To the end of staying here in Mexico for good, I , today, visited the Guadalajara offices of the Secretaria de Relaciones Exteriores (SRE), the equivalent in Mexico of the Ministry of Foreign Affairs to turn in my papers requesting naturalization and, after paying a fee of $4,111 Pesos, my application was accepted and I was told by the most gracious and accomodating functionary with whom I was dealing that the process of becoming a naturalized Mexican citizen would take up to six months and, in her vernacular as translated by me into English, "Welcome aboard but I suggest improving your Spanish since a Mexican citizen with a Mexican Passport and voting card may prove a puzzling anomaly to a fireman, cop or other service provider on the side of the road when your butt is broken and you don´t speak at least a modicum of Spanish as in _HELP_," OK, so I get it but my brain has retired.

One of the things we were absolutely required to do to complete the process of applying for Mexican citizenship was to go to Mexico City to drop by the pólice station in Coyocan to acquire a "Constancia De No Antecedentes" or a certification from the federal policing authorities that I had no criminal record and it seemed absurd that I would have to make a special trip to DF for this but it was unavoidable. I had to appear in Coyocan with all of my migratory documents, birth certificate and such to be given this necessary clearance to proceed with naturalization. Well this went off like a charm and was over in, literally, 10 minutes, but I must say we were so taken with Isla Verde´s adopted home town that we couldn´t leave for a few days and had a lot of fun and excellent food from Xochomilco to the Frida Kahlo Museum to Centro. What a fun town. I must now find new reasons to return.


----------



## Longford

There certainly is no "'hands off" when it comes to tourists being impacted by the terrorism and war. While they may not be specifically targeted, tourists have been harmed, victimized and murdered, innocently - not just along the USA/Mexico border.


----------



## lagoloo

If you are in the wrong place at the wrong time, there is no "don't touch the ******" sign on your body. Watch your own back, anywhere. I can't help but wonder what the person is thinking when I happen to be going home in a car after an event well after dark, and I see a lady out walking her dog, alone, on an unlighted street. Probably not a good idea, anywhere. (Of course, she may be packing a pistol? But still......)


----------



## Isla Verde

lagoloo said:


> If you are in the wrong place at the wrong time, there is no "don't touch the ******" sign on your body. Watch your own back, anywhere. I can't help but wonder what the person is thinking when I happen to be going home in a car after an event well after dark, and I see a lady out walking her dog, alone, on an unlighted street. Probably not a good idea, anywhere. (Of course, she may be packing a pistol? But still......)

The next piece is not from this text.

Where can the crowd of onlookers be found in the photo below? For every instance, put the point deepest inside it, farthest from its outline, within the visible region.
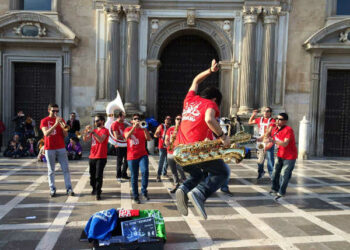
(27, 142)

I am a lady (well, most of the time ) who is often out at night walking around my neighborhood on streets that are sometimes not very well lit, and I don't feel the need to watch my back. Of course, I don't go out alone after midnight in rough neighborhoods, but I wouldn't do that anywhere, not just in Mexico.


----------



## lagoloo

Unfortunately, women out walking after dark have been robbed in my neighborhood. This is considered a "good" neighborhood, but in the last year or so, there have been some incidents of serious violence, including a murder.


----------



## Isla Verde

lagoloo said:


> Unfortunately, women out walking after dark have been robbed in my neighborhood. This is considered a "good" neighborhood, but in the last year or so, there have been some incidents of serious violence, including a murder.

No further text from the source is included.